Farmhouse on the Moor
We spent the next several hours driving through vistas at warp speeds (at least in my estimation) along narrow, winding roads to our next rental destination, an isolated farmhouse just south of Inverness. It was solidly anchored on the crest of a grassy knoll surrounded by undulating rounded hills on all sides where meadows gave way to stunted undergrowth of heather, not yet in bloom. In the distance there was a farmstead with a herd of cattle munching its way across an emerald green, steeply-sloping pasture. The long laneway snaking its way up to the house was lined with a massive profusion of bright yellow blossoms bursting out of thick hedges called Broom.
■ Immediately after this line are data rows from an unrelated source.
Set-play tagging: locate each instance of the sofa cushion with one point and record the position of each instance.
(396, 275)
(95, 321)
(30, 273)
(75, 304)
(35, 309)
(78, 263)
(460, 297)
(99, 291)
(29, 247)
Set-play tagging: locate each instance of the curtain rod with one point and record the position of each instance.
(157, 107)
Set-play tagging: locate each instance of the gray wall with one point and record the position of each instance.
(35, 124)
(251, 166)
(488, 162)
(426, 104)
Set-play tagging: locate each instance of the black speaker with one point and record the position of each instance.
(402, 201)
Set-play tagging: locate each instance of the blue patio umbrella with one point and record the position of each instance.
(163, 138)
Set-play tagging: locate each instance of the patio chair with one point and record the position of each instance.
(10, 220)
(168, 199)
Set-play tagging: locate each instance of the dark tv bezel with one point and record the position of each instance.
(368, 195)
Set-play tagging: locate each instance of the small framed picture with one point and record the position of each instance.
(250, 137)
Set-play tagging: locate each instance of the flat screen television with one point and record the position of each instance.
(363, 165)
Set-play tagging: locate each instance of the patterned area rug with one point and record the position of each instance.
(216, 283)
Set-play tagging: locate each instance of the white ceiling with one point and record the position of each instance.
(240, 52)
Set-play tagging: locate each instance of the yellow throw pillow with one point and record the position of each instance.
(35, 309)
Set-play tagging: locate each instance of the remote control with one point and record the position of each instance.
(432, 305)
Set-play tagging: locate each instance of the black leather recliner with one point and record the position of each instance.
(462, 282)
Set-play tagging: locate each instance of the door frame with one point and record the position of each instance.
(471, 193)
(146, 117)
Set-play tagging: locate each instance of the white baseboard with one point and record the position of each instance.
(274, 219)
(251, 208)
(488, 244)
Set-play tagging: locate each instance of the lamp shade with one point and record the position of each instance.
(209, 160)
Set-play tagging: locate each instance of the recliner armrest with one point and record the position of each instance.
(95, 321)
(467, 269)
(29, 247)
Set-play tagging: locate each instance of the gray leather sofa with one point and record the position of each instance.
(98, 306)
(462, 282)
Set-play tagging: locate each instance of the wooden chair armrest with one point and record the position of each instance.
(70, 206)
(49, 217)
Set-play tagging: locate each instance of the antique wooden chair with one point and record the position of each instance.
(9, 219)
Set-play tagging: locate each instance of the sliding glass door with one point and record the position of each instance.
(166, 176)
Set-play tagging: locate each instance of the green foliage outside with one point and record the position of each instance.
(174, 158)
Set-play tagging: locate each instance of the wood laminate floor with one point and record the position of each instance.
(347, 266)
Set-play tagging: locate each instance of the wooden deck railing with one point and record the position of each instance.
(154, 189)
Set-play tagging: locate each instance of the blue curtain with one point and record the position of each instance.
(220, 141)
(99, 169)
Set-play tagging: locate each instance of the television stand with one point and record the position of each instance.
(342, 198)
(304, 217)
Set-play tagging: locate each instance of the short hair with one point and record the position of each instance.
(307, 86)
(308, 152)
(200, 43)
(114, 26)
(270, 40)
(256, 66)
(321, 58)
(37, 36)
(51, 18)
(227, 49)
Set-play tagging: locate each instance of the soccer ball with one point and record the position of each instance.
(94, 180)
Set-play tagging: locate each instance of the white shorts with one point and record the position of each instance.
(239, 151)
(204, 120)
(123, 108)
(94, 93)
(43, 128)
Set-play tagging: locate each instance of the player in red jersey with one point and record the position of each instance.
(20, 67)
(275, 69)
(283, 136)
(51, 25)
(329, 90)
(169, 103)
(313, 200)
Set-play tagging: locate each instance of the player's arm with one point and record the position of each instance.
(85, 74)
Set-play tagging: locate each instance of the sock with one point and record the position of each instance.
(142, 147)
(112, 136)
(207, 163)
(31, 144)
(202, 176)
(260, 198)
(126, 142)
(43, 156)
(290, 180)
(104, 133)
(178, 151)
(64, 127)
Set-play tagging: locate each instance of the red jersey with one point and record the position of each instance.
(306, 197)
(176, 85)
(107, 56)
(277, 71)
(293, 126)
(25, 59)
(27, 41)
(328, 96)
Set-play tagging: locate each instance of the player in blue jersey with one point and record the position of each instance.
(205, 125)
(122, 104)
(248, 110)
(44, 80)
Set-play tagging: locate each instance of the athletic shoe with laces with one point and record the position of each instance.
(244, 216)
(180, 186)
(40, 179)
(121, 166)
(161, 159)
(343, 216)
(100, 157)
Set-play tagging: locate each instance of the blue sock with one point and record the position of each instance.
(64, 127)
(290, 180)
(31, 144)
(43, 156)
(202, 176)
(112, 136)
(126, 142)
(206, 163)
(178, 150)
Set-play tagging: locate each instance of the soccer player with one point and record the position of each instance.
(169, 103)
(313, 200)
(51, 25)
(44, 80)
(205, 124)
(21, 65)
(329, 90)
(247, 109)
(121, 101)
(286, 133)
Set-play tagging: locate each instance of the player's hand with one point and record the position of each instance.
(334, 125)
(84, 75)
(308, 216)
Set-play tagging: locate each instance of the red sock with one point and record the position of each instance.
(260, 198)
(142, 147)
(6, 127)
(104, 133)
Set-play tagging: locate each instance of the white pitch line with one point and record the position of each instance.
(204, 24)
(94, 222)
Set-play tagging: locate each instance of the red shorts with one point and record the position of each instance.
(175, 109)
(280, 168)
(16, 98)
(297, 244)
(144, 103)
The house interior was tastefully decorated and furnished with every modern convenience, but designed to look old fashioned. It was filled with shelves of books, the walls hung with paintings and amateur photographs taken by family members. Comfortable chairs were arranged around the fireplace. The bedrooms were large, bright, and comfortable. It felt like home.
Wandering leisurely across the Moor for several hours at a stretch helped to give us a sense of what it was like to live an isolated existence for one’s whole life. Occasionally a frantic rabbit would race by, and several alert deer kept a wary eye on us from time to time before disappearing into the underbrush. On one occasion a cattle farmer drove his truck into a nearby field, to tend to his fences. Otherwise there was utter silence across the expansive Highland valley.
The front lawn’s shady hammock proved to be the ideal place for Bruce to read, or to observe the ever-changing weather patterns swirling across the wide valley below the farmhouse. One moment of brilliant sunshine was soon followed by heavy patches of dark cloud and a touch of drizzle before the sunlight re-appeared. Bruce also discovered the joys of rural hiking into the lonely hills, to soak in the silence and beauty of the countryside. He surprised all of us by expertly preparing some of the farmhouse meals. No, wild rabbit was not on the menu. The backyard lawn chairs were a perfect setting for my kids to uncork the champagne to celebrate my “coming of age”.
Soon it was time to make our way back to Edinburgh via Inverness and Perth, the wealthiest region of Scotland. We spent our final night in at a luxury hotel, compliments of Valerie. From the moment we exited the taxi, where I was greeted by a kilted doorman holding an umbrella over my head, it was all first class. To think that before dinner drinks in the sumptuous lounge cost more than two months’ room and board at Teachers’ College! But, in fairness, that was 60 years ago.